You’ll get your hands on the typical pistols, assault rifles, submachine guns, and shotguns, but they all feel terrible to shoot. Floaty and inaccurate aiming makes you question whether your shots are even landing, while adversaries are bullet-sponges that soak up all of your ammunition. It’s commonplace to find yourself scavenging the battlefield for a single bullet after running out in the previous conflict, further increasing the difficulty to the point of cruelty. You can craft throwable deterrents using the resources you find across maps, but when an enemy can survive two Molotov cocktails or explosive canisters to the face, they hardly seem worth it.

Left Alive Review - Screenshot 4 of 4

It’s not like the story is enough to save the experience either.

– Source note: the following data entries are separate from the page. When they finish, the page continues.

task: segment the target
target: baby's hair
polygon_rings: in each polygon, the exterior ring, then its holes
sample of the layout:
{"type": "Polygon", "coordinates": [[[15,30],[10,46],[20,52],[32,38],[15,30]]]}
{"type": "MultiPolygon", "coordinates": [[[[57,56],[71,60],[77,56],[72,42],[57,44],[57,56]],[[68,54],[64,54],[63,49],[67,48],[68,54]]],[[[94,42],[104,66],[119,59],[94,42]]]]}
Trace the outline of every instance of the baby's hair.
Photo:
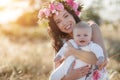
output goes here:
{"type": "Polygon", "coordinates": [[[90,31],[90,33],[92,34],[92,28],[85,21],[80,21],[77,24],[75,24],[74,28],[73,28],[73,33],[76,29],[88,29],[90,31]]]}
{"type": "Polygon", "coordinates": [[[73,32],[75,29],[89,29],[92,32],[92,28],[89,26],[89,24],[85,21],[80,21],[77,24],[74,25],[73,32]]]}
{"type": "MultiPolygon", "coordinates": [[[[78,29],[78,28],[90,28],[91,29],[91,27],[89,26],[89,24],[87,23],[87,22],[85,22],[85,21],[80,21],[80,22],[78,22],[77,24],[75,24],[75,27],[74,27],[74,29],[78,29]]],[[[92,29],[91,29],[92,30],[92,29]]]]}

Told from the perspective of three different protagonists, you’ll experience the invasion of war-torn Novo Slava in the year 2127. You'll fight back against the enemy, uncover military secrets, and rescue survivors caught up in the crossfire. It’s a dull and dumb narrative that tries to fuel itself with twists and turns to catch you off guard, but nearly every one inevitably falls flat. Player choice is somewhat of a factor with dialogue decisions in certain scenes, but their effect on the overall narrative is marginal at best.

It’ll take no longer than 10 hours to see your way through to the game’s conclusion, and during that time you’ll have a handful of opportunities to pilot the mechs. Known as Wanzers, they’re probably the highlight of the experience, but even then the biggest compliment we could give them is that they play host to a bit of somewhat serviceable action. They’re fun to control for a hot second, but once you tire of their weak weapons and a movement speed equivalent to a snail, the last place you’ll want to be is the cockpit.

There’s nothing good to say about Left Alive’s visual and audio design either. Graphically, it’s not going to leave any sort of impression thanks to dull and decrepit locations that all merge together, while character models barely reach the standard on the PS4 Pro. It’s audio that really drops the ball, though, to the point where you won’t actually hear any of it thanks to rare glitches that cut all sound. It’s not like you’re missing out on much, however: the sound of a shotgun blast could be likened to that of a pea shooter and the same music clip will play over and over again every time you’re spotted.


Left Alive categorically fails at everything it sets out to accomplish. Wonky and unreliable AI makes engaging in stealth a frustrating chore, poor gunplay leads to numerous misplaced shots whizzing past the bullet-sponge enemies, and an unfair difficulty means you’ll need to repeat those enraging moments over and over again. This game could have filled a gaping hole in the market, but instead it needs to be taken round back and put out of its misery. This is a truly miserable experience for even the most die-hard supporters of the genre.